What most distinguishes Aristotle is that his language is addressed emphatically to citizens and statesmen, not to other political scientists or philosophers. It has a public orientation. It is publicly directed. It is public spirited. It is concerned with the common good. Contrast that with today’s political science. Today, it seems, political scientists are more concerned with advancing the abstract truths of science and claims about creating a methodologically rigorous and pure science of politics, where Aristotle is more concerned with the regime. Modern political science, in many ways, claims to stand above or apart from the regime, to be objective, to be disinterested, as if it were viewing human affairs from a distant planet. Aristotle takes his stand from within politics and the regime of which he is a part. Of course, we all know contemporary political scientists are not neutral. They frequently insert their views, values we call them, value judgments we call them. They insert them into their discussions. These values are regarded by them as purely subjective, again, their own value judgment so to speak, and not strictly speaking a part of the science of politics.

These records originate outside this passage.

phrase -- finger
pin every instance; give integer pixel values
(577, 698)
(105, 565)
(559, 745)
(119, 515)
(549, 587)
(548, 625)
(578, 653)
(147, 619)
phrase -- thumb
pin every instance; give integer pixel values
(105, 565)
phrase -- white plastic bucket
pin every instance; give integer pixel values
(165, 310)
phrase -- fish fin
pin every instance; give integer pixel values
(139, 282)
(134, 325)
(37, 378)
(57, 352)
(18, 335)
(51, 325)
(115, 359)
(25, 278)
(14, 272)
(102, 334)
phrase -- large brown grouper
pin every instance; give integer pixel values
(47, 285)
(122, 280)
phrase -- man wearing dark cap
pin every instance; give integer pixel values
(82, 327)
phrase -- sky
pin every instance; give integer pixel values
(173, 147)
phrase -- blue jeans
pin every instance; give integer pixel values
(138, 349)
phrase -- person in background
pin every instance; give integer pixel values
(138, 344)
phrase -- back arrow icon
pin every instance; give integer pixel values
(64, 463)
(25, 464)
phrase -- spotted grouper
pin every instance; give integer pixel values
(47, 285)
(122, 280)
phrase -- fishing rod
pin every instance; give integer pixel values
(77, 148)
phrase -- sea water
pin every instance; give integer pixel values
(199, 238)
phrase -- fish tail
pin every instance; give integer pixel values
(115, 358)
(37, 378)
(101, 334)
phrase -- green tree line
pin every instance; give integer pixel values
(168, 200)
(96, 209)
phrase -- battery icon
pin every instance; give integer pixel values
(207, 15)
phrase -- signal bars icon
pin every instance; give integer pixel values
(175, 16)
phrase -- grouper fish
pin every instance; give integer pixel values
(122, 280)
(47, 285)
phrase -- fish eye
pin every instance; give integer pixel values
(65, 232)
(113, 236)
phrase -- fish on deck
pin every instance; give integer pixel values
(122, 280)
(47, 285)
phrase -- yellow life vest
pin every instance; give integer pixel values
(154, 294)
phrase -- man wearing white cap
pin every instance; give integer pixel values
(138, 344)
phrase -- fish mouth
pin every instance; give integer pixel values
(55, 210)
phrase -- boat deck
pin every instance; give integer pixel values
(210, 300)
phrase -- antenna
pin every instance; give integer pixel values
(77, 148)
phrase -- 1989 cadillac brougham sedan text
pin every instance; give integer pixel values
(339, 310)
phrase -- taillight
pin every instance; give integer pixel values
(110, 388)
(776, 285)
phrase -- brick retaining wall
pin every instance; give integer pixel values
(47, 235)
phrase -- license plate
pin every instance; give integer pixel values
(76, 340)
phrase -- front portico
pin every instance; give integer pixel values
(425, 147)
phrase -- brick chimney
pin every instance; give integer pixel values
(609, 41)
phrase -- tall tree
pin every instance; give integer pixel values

But we all know, do we not, that most contemporary political scientists tend to be liberals. Their values are liberal values. This raises a question. Whether the relation between contemporary political science and liberalism is merely accidental or whether there is some intrinsic, some necessary connection between them. One might do well to ponder which political science is really more scientific–Aristotle’s, which is explicitly and necessarily evaluative and that offers advice and exhortation to the statesmen and citizens about how to care for their regime, or contemporary political science that claims to be neutral and nonpartisan, but which smuggles its values and preferences in always through the back door. On this very partisan note I conclude.